I used words cut from magazines and junk mail to make a note about my day.
As I mentioned in a post on Always an Editor, doing this calendar journal helped me notice that I spend quite a lot of my time in rather serious pursuits, so I’m paying more attention to doing something fun or relaxing every day. The calendars themselves were a lot of fun to make and, apparently, they also make a fine place to rest.
I’m using my August calendar to remind me of one of the items on my list of things I’d like to be doing. I studied French for many years in school, and although I’ve never been truly fluent, I could understand it and make myself understood pretty well, and it was always one of my favorite subjects. (I am such a language dork that I actually love doing grammar exercises. Is that sad?) I'd really like to improve my French again; I'm determined to go to France one day, even if I'm 85 and tottering around with two canes by the time I get there. So this month I am reading something in French and recording one new-to-me word on my calendar journal every day.
I spent much of last weekend working on lined curtains for Child One’s room. I’ve had the fabric for ages (where ages = years), but for some reason I was hesitant to get going on them. I’m not sure why I was intimidated, considering I’ve made curtains lots of time and Child One is not one to demand perfection (or to even notice imperfection, for that matter). Part of the problem was not having a place to spread everything out, but now that that’s been solved, I’ve decided that I must get them done because I won’t settle down to any other sewing projects until I do. I’ll be too busy over the next two weekends to work on them, but given how long he’s been waiting, a couple of weeks more is nothing.
As usual, I’ve had some help,
although I’m sorry to report that there were some arguments over whose turn it was to guard the fabric.
I had hoped to spend a lot more time being creative this summer, but instead I’ve made major progress in my work and much-needed changes to how I run my business.
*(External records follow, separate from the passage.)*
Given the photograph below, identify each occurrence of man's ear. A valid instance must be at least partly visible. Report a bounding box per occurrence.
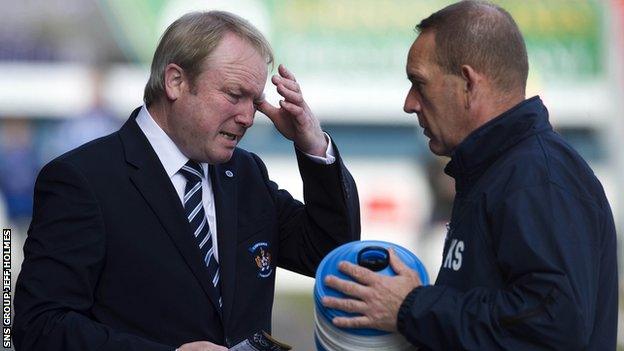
[164,63,186,101]
[461,65,482,109]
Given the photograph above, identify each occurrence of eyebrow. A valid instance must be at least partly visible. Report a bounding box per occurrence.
[407,73,425,82]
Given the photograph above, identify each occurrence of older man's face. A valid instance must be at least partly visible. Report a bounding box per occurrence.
[167,34,267,164]
[403,32,468,156]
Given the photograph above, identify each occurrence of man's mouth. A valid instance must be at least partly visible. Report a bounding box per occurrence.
[219,132,238,140]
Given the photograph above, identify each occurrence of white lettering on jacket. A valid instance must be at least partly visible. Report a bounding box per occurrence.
[442,239,464,271]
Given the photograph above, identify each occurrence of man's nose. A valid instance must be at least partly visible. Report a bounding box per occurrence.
[403,90,420,113]
[236,102,256,128]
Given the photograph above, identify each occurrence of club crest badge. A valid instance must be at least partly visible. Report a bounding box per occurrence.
[249,241,273,278]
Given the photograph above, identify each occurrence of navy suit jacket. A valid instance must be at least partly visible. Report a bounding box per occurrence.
[13,109,360,351]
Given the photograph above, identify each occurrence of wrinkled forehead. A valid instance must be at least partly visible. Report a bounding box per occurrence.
[405,32,437,75]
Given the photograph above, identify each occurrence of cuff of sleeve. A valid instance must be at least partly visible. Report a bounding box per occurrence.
[397,287,420,335]
[302,132,336,165]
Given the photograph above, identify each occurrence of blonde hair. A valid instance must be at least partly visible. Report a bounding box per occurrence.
[143,11,273,106]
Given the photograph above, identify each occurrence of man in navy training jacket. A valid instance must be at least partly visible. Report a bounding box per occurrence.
[323,1,618,350]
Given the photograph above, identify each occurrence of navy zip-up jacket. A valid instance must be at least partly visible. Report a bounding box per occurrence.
[398,97,618,350]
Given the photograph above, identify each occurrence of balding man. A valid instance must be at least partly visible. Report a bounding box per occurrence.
[13,11,359,351]
[323,1,618,350]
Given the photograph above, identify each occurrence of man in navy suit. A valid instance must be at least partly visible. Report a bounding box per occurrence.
[13,12,360,351]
It hasn’t been the lazy, freewheeling summer I’d hoped for, but the result is a much more manageable workload. If I stick to these changes, I won’t be working nights and weekends regularly and my stress level will drop, so in the long term I will get the creative time and energy I crave.
Carmi's thematic photographic theme this week is signs. I've posted another one on Always an Editor, along with links to the other sign photos I've posted in the past.
Of all the sign photos I have, this is one of my favorites. I keep a copy hanging above my desk to remind me--especially on those days when my life seems an endless cycle of laundry, driving, and editing other people's writing--that the steps I'm taking are leading somewhere and that the path is as important as the destination.
Last Saturday, just a few days after writing a post on my other blog about the sad fact that I rarely have reason to put my hair back in a ponytail anymore, I went to our organic produce market, as I do most weeks. On a whim, I bought an enormous amount of gorgeous local blueberries. When I got home, I put my hair back, dug the canning equipment out from the shed, got rid of all the dead spiders, washed off the five-inch layer of dust, and made blueberry apple jam.
I’d forgotten how much I love this: filling up the huge canning pot, chopping the fruit, watching the honey stream out of the measuring cup, taking the jars out of the boiling bath and setting them on towels, hearing them seal with a satisfying ping. All week long the jars have sat on my counter—it’s been raining and there hasn’t been enough natural light in the house to take pictures without the flash—and I keep picking them up, admiring their color.
I finally gave up on waiting for a brighter day. Embracing the weather, I rolled up my jeans and went outside barefoot—it is summer, after all—and took pictures with this poor sodden bouquet, which has been sitting in the rain all week. I have to say that taking clear photos while squatting and holding an umbrella in one hand (to protect the camera, not me—I was already soaked) was not so easy.
It’s a sign of how strange my kids know me to be that when I said to Child One, “I’m going outside to take pictures of jam in the rain,” he said, “Okay” without batting an eye. Just another one of those things Mom does.
Simple pleasures like this used to be part of just about every day for me. The smell of fabric under a hot iron, pausing in my knitting to look at the rows of even stitches, writing a letter to a friend (by hand!), eating cookies still warm from the oven, or kneading bread dough and feeling a connection to the millions of women who have spent countless hours doing the same thing—these things might seem boring to some, but they grounded me, slowed me down, and quieted my monkey mind.
My goal is that by the end of my Year of Living Differently, I will have once again built room in my everyday life for these simple pleasures.